I.
For starters, there are dinosaurs with peanut brains
who through dumb luck got stuck in tar where,
eons later,
their remains were found like scattered beads.
Then scientists restrung the bones
and put the great primordial molars in glass cases
so visitors could say WOW and wonder at the way life was
In The Beginning.
Now, as for me, what teeth I've lost so far
were bought by fairies for a dime
and I'm quite sure the fairies tossed my teeth into the trash
and any sign of them has long since disappeared.
II.
Then take the farmer, plowing up a field.
He hits on something hard. He stoops,
his fingers probe, yield up a stone where he can see
the outline of a fabled fish,
its spine etched for eternity upon the rock.
Then crowds flock the museum for a look
at what lived in this place way back then
when water covered the north forty.
When I was small in winter
I would throw my body to the ground
swing legs and arms
leave cherub wings celestial garments on the snow.
The sun surveyed my mark upon the world
my ice-age frieze
and fallen angels wept themselves to slush.
III.
Suppose in Africa, deep in the cliched sands of time,
some tracks turn up
and Dr.

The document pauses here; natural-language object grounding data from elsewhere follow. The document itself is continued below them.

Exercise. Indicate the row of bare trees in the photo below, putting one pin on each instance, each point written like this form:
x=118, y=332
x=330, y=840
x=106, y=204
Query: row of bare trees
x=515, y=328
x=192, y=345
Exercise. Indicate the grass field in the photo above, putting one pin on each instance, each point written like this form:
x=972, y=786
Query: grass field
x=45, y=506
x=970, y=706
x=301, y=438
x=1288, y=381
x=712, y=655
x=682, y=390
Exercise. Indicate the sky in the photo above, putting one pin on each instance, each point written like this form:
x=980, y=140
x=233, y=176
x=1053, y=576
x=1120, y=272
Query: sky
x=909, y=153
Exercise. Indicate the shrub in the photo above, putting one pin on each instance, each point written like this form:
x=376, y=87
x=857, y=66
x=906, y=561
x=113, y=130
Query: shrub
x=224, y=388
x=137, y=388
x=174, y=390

Leaky, on his haunches, hrummphs,
My hunch is we have stumbled on a trail
left by a hominid who measured four foot eight
and walked erect three point six million years ago
and from this evidence we know his name was
Australopithecus Afarensis.
Well, in my day I've run along the beach
dug heels and toes into the sand
and standing there have watched the waves erase each footprint,
leaving not a trace that I have been.
IV.
Consider, please, my problem with Pompeii.
Most peasants in Pompeii lived unassuming lives.
Plebeian husbands, humble wives
who worked and slept and woke
and by a stroke of fate were stopped dead in their tracks
by a stupendous belch.
Ordinary folk who, by their very act of dying,
(oh, I will grant you, it was flashy)
left us no denying they had lived.
Unless I'm stuck in cataclysmic glue,
to be exhumed some light-years hence by aliens from another sphere,
I fear that what Koheleth wrote is true.
My bones will vanish like the fragile grass
that grows and blows above my grave.
Good grief.
V.
My point is made.
The race for immortality is run on dead end streets
(small pun intended)
and if our hieroglyphs befuddle only bats
in undiscovered caves,
well... so it goes.
Come pour another glass, dear George.
Let's drink to us
and all the other hoboes on the train.
We're coming, Ozymandias!
Yet now,
before we turn the bottle upside down,
before the cooks go home,
please shine the candle full upon my face.
Preserve me with your stare
so I may bloom each summer in your garden of blue iris.